Once a spammer (or the software they use) has discovered or guessed your Email address then it is perfectly easy for them to send spam Email forging your Email address as the sender.

Sadly it happens all the time. Thankfully, this is usually only a short-term problem and after a day or two the flow stops. Typically the fall-out is that you start receiving all sorts of failed delivery messages. You simply have to take this problem on the chin and delete the unwated messages (you can report mis-directed bounces via SpamCop if you wish but this will not stop the problem but may help).

Andrew (agsteele) [with edits since it is out of context]

It usually lasts about a week, starting with maybe 100-200 bounces received per day for the first 2 or 3 days and then tailing off towards the end. It's very annoying but if you have patience you will find it doesn't last very long.


1. You can minimize the impact if you can turn off the blanket address feature and setup specific email addresses.
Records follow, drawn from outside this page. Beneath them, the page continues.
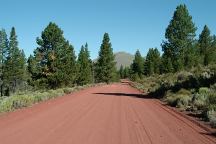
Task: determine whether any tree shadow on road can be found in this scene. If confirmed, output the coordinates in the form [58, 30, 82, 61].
[200, 131, 216, 138]
[93, 92, 155, 99]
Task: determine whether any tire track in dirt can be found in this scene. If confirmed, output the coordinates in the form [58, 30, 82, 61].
[125, 84, 216, 144]
[128, 97, 153, 144]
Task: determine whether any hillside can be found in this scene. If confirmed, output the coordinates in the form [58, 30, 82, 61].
[114, 52, 134, 70]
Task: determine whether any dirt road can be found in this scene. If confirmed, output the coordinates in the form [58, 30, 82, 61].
[0, 83, 215, 144]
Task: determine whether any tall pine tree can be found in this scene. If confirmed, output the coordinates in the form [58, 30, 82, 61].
[119, 65, 124, 79]
[95, 33, 116, 83]
[77, 43, 93, 85]
[28, 22, 77, 88]
[0, 29, 8, 96]
[144, 48, 161, 75]
[162, 4, 197, 72]
[4, 27, 26, 95]
[198, 25, 213, 65]
[131, 50, 144, 78]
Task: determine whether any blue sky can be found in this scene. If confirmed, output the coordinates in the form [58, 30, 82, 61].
[0, 0, 216, 59]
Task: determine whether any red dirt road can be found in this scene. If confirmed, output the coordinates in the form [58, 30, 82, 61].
[0, 83, 215, 144]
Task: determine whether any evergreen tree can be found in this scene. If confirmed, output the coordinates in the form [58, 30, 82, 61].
[55, 41, 77, 86]
[95, 33, 116, 83]
[212, 35, 216, 63]
[161, 56, 174, 73]
[4, 27, 26, 95]
[131, 50, 144, 78]
[27, 49, 44, 86]
[123, 67, 130, 78]
[29, 22, 77, 88]
[0, 29, 8, 96]
[144, 48, 161, 75]
[27, 54, 36, 85]
[198, 25, 212, 65]
[77, 43, 93, 85]
[162, 4, 197, 72]
[119, 65, 124, 79]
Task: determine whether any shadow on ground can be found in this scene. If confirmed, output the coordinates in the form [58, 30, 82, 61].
[93, 92, 154, 99]
[200, 132, 216, 138]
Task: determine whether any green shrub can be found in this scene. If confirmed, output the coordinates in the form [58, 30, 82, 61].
[192, 87, 210, 110]
[32, 93, 44, 103]
[0, 95, 34, 112]
[63, 88, 74, 94]
[198, 87, 210, 94]
[207, 109, 216, 128]
[164, 89, 192, 110]
[208, 93, 216, 105]
[12, 95, 34, 109]
[49, 89, 64, 97]
[0, 96, 6, 104]
[176, 89, 191, 95]
[0, 84, 101, 113]
[177, 71, 192, 82]
[166, 95, 178, 107]
[176, 95, 191, 109]
[0, 97, 14, 112]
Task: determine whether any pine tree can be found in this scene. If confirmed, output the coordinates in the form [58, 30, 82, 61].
[144, 48, 161, 75]
[77, 43, 93, 85]
[95, 33, 116, 83]
[29, 22, 77, 88]
[162, 4, 197, 72]
[131, 50, 144, 78]
[55, 41, 77, 86]
[27, 54, 36, 85]
[212, 35, 216, 63]
[161, 56, 174, 73]
[4, 27, 26, 95]
[198, 25, 212, 65]
[123, 67, 130, 78]
[0, 29, 8, 96]
[27, 49, 43, 85]
[84, 43, 93, 83]
[119, 65, 124, 79]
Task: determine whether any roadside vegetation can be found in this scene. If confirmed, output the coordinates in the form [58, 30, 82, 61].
[0, 83, 104, 113]
[124, 4, 216, 128]
[0, 23, 117, 113]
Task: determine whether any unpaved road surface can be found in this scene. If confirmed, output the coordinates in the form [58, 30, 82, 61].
[0, 83, 215, 144]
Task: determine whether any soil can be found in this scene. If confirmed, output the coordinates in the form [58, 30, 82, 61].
[0, 83, 215, 144]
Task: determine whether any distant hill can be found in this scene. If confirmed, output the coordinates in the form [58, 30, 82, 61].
[114, 52, 134, 70]
[93, 51, 134, 70]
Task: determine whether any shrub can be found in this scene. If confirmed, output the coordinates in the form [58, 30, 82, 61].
[176, 95, 191, 109]
[210, 83, 216, 91]
[166, 95, 178, 107]
[0, 84, 102, 114]
[192, 87, 210, 110]
[177, 89, 191, 95]
[0, 97, 14, 112]
[51, 89, 64, 97]
[32, 93, 44, 103]
[207, 108, 216, 128]
[63, 88, 74, 94]
[208, 93, 216, 105]
[198, 87, 210, 94]
[164, 89, 192, 110]
[0, 95, 34, 112]
[0, 96, 6, 104]
[177, 71, 192, 82]
[193, 94, 207, 110]
[12, 95, 34, 109]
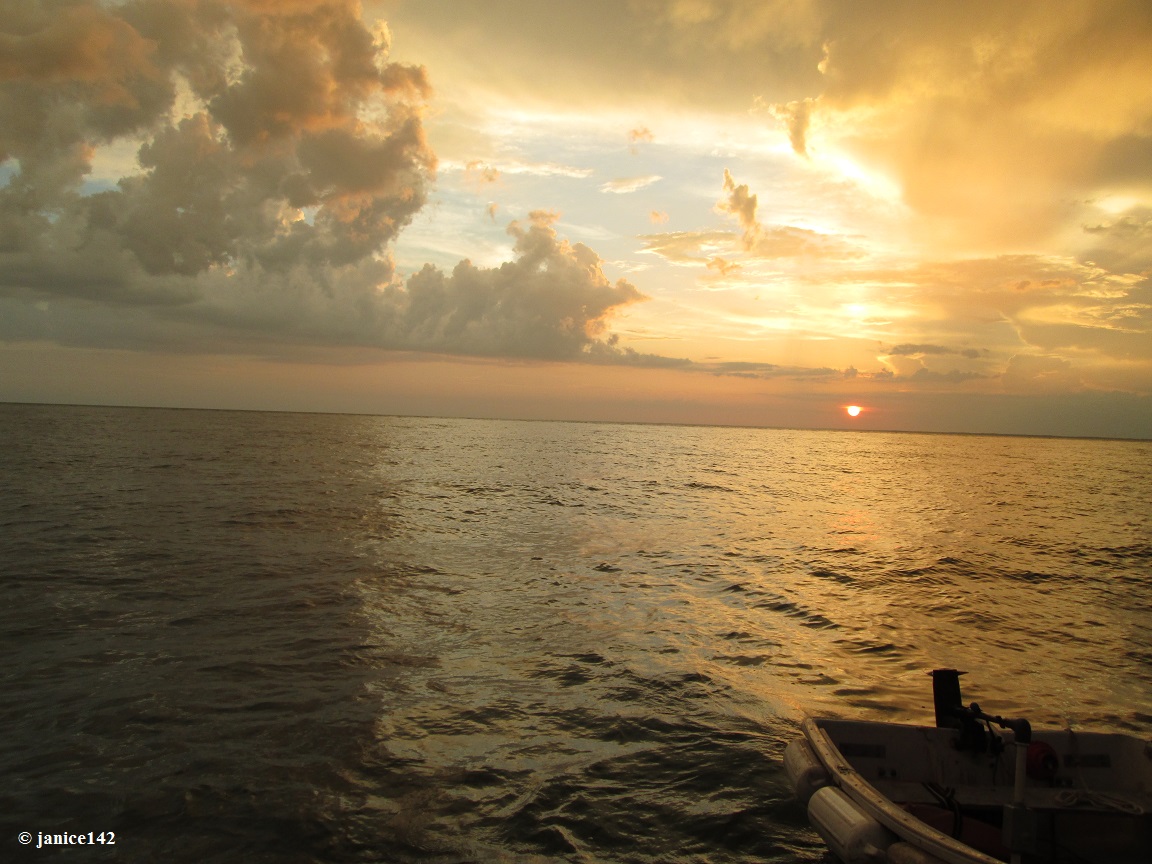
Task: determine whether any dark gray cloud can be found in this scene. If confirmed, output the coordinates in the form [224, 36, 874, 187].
[908, 367, 989, 383]
[887, 343, 983, 359]
[703, 360, 847, 381]
[0, 208, 656, 363]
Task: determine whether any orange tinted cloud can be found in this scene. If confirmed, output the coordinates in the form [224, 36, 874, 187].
[806, 2, 1152, 248]
[770, 98, 815, 157]
[627, 125, 654, 153]
[718, 169, 759, 248]
[706, 256, 740, 275]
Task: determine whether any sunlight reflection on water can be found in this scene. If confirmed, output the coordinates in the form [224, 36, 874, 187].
[1, 405, 1148, 862]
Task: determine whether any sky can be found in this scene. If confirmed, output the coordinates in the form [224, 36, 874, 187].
[1, 0, 1150, 438]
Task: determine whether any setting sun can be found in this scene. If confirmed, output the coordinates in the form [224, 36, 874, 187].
[0, 0, 1148, 440]
[846, 405, 862, 417]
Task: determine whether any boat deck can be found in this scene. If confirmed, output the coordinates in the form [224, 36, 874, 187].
[798, 716, 1152, 863]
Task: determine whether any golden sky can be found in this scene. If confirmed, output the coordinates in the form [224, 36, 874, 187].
[1, 0, 1150, 437]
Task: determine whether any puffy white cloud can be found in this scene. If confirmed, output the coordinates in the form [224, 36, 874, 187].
[1, 0, 433, 291]
[0, 1, 655, 366]
[392, 211, 649, 360]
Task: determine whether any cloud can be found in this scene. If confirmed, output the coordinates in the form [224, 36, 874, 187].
[627, 125, 653, 153]
[838, 254, 1151, 391]
[751, 226, 863, 260]
[1, 0, 433, 296]
[878, 346, 991, 382]
[1082, 208, 1152, 273]
[1002, 354, 1082, 393]
[718, 168, 759, 248]
[1, 209, 654, 362]
[600, 174, 662, 194]
[640, 221, 859, 266]
[699, 360, 857, 382]
[378, 2, 827, 117]
[714, 170, 866, 261]
[381, 1, 1152, 256]
[886, 343, 982, 359]
[770, 97, 816, 157]
[441, 158, 593, 179]
[0, 1, 657, 368]
[909, 368, 989, 383]
[638, 230, 738, 265]
[916, 257, 1151, 365]
[464, 160, 501, 185]
[706, 257, 740, 276]
[394, 211, 648, 360]
[648, 210, 668, 224]
[804, 2, 1152, 248]
[1092, 134, 1152, 188]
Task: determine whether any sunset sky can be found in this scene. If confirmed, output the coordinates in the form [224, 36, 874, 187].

2. Reporting the bounces does NOT report the spammer. It reports the server that is bouncing the forged return address. I believe it is still against the rules to report the original spam inside the bounce.

Steven P. Underwood, DNRC

Adapted From the FAQ

There are two kinds of bounces: SMTP rejects that go directly back to the server that sent the message and email bounces after accepting the message.

Email bounces are allowed by RFC (netiquette rules for the internet). Once email bounces were a very useful feature. The spammers spoiled it. Now the spam bounced with forged addresses is just a big a nuisance as the original spam.

Most mail servers do an SMTP reject, which means that any bounce message will come from the original sending mail server.

There are some mail server operators that claim that it is not practical to convert to SMTP rejects instead of bouncing.

These mail server operations must be bigger than AOL.COM which had several years ago announced on the spam-L mailing list that they recognized that such bounces where abusive to the rest of the internet

and were switching over to only using SMTP rejects.

AOL changed their policy because of the complaints they got.